Dennis Haarsager's rolling environmental scan for electronic media. "Somebody has to do something, and it's just incredibly pathetic that it has to be us." --Jerry Garcia
Thanks to Cleve Callison for a link to this interesting article by Greg Ferenstein, which begins:
On the campus of Penn State University, a rivalry between a rogue campus blog
and the official newspaper has become a fascinating mirror of the strife between
old and new media. In only a matter of months, the unofficial campus blog Onward
State, has marshaled the power of social media to compete with the
award winning 112-year-old campus paper The Daily
Collegian. With one-tenth of the Collegian’s staff size,
Onward State has constructed a virtual newsroom that collaborates in
real-time with Google Wave, outsourced its tip-line to Twitter, and
is unabashed about linking to a competitor’s story. ...
More than half the comments to this blog are spam (I delete them before they're published and report them to TypePad). This one from a term paper company is amusing: "It is glad to see this blog, it is good that and detailed fun to read this, nice informative blog, Thanks for share this article." Guess they don't write the term papers they sell. --Dennis
I’ve been meaning to post for quite awhile on a lengthy (30 pp) essay by Pierre Bellanger, Founder and Chairperson of Skyrock, the French-based social network/ radio station (in itself an innovative mash-up). I do a lot of reading in media topics, and think this is the first time I’ve seen Goethe invoked. But what an interesting invocation! He writes:
… As regards the essence of its content, radio is an audio presence. Presence means the co-existence alongside me of another human being with whom I share the present moment. Radio is both about humanity and immediacy. Radio is the audio link between another person and me at the same time. ¶ Therefore, in radio there is an inseparable unity between the present and presence.
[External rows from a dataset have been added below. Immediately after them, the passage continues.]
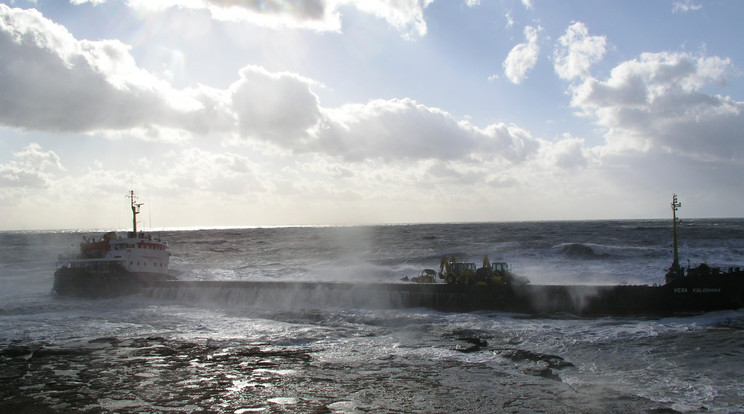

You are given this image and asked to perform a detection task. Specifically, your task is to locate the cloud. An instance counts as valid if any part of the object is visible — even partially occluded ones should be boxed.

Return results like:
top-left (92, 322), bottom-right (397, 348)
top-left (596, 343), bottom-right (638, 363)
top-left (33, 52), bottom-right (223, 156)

top-left (230, 66), bottom-right (320, 147)
top-left (672, 0), bottom-right (703, 13)
top-left (504, 26), bottom-right (540, 84)
top-left (571, 52), bottom-right (744, 159)
top-left (553, 22), bottom-right (606, 80)
top-left (124, 0), bottom-right (433, 39)
top-left (0, 5), bottom-right (211, 132)
top-left (309, 99), bottom-right (537, 162)
top-left (0, 6), bottom-right (535, 166)
top-left (0, 143), bottom-right (64, 188)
To understand this better, it is necessary to read Goethe … Goethe wrote to his friend, the musician Zelter, and shared his thoughts on the present and presence which in German are a single word: Gegenwart. ¶ Goethe talks about an intense experience of the moment, a presence in the present and that is radio. It is only worth anything in that moment and in the human intensity which occurs at that moment. ¶ The vector of that experience is sound. …
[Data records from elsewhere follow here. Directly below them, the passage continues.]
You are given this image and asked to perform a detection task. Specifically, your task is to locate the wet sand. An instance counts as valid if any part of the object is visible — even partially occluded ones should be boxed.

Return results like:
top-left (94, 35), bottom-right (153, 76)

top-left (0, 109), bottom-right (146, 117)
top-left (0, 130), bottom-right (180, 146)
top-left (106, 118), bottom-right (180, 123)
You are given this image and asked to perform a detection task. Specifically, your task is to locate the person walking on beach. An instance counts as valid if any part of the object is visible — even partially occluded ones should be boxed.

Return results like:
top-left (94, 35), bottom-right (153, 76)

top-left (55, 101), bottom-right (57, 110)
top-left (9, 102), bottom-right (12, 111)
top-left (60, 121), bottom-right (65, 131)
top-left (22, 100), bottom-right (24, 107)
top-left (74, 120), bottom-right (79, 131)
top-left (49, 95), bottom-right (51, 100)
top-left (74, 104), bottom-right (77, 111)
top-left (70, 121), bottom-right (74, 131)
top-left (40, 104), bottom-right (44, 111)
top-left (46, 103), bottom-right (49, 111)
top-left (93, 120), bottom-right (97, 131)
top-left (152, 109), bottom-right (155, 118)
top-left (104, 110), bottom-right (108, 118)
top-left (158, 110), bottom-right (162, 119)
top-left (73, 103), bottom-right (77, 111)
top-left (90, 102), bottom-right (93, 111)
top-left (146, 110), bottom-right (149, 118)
The essay draws a distinction between just digitizing radio (e.g., HD Radio in the U.S.) and how radio can be something much more in the internet age.
Link: Skyrock. Thanks to Vincent Benveniste, CEO at DAVID Systems, for the tip and link. --Dennis
I’ve just ordered Jaron Lanier’s new book, You Are Not a Gadget: A Manifesto based on a review in Slate by Michael Agger. He writes:
… As near as I can make it out, Lanier's view is that the Web began as a digital Eden. We built homepages by hand, played around in virtual worlds, wrote beautiful little programs for the fun of it, and generally made our humanity present online. The standards had not been set. The big money and the big companies had not yet arrived. Now Google has linked search to advertising. The Internet's long tail helps only the Amazons of the world, not the little guys and gals making songs, videos, and books. Wikipedia, a mediocre product of group writing, has become the intellectual backbone of the Web. And, most depressingly, all of us have been lumped into a "hive mind" that every entrepreneur with a dollar and a dream is trying to parse for profit. …
It seems to be a critique in many ways of how derivative content has become in the Web 2.0 age; how we’re replacing creativity with rehashing what’s come before.
Today’s episode (hour 2) of the NPR program, On Point with Tom Ashbrook is a discussion of the book with guests Lanier and long-time Web visionary (co-author of The Cluetrain Manifesto), David Weinberger. --Dennis
Social media outlets have certainly grabbed a significant share of attention, both from individuals and from organizations hoping to ride what many perceive to be a wave. I participate in three such (or four, if you count blogging), Twitter, LinkedIn and Facebook, in declining order of value to me. As this is written, I have 382 "followers" on Twitter, 152 "connections" on LinkedIn, and 264 "friends" on Facebook. This compares to about 800 subcribers that FeedBurner says I have for this weblog. Modest levels all.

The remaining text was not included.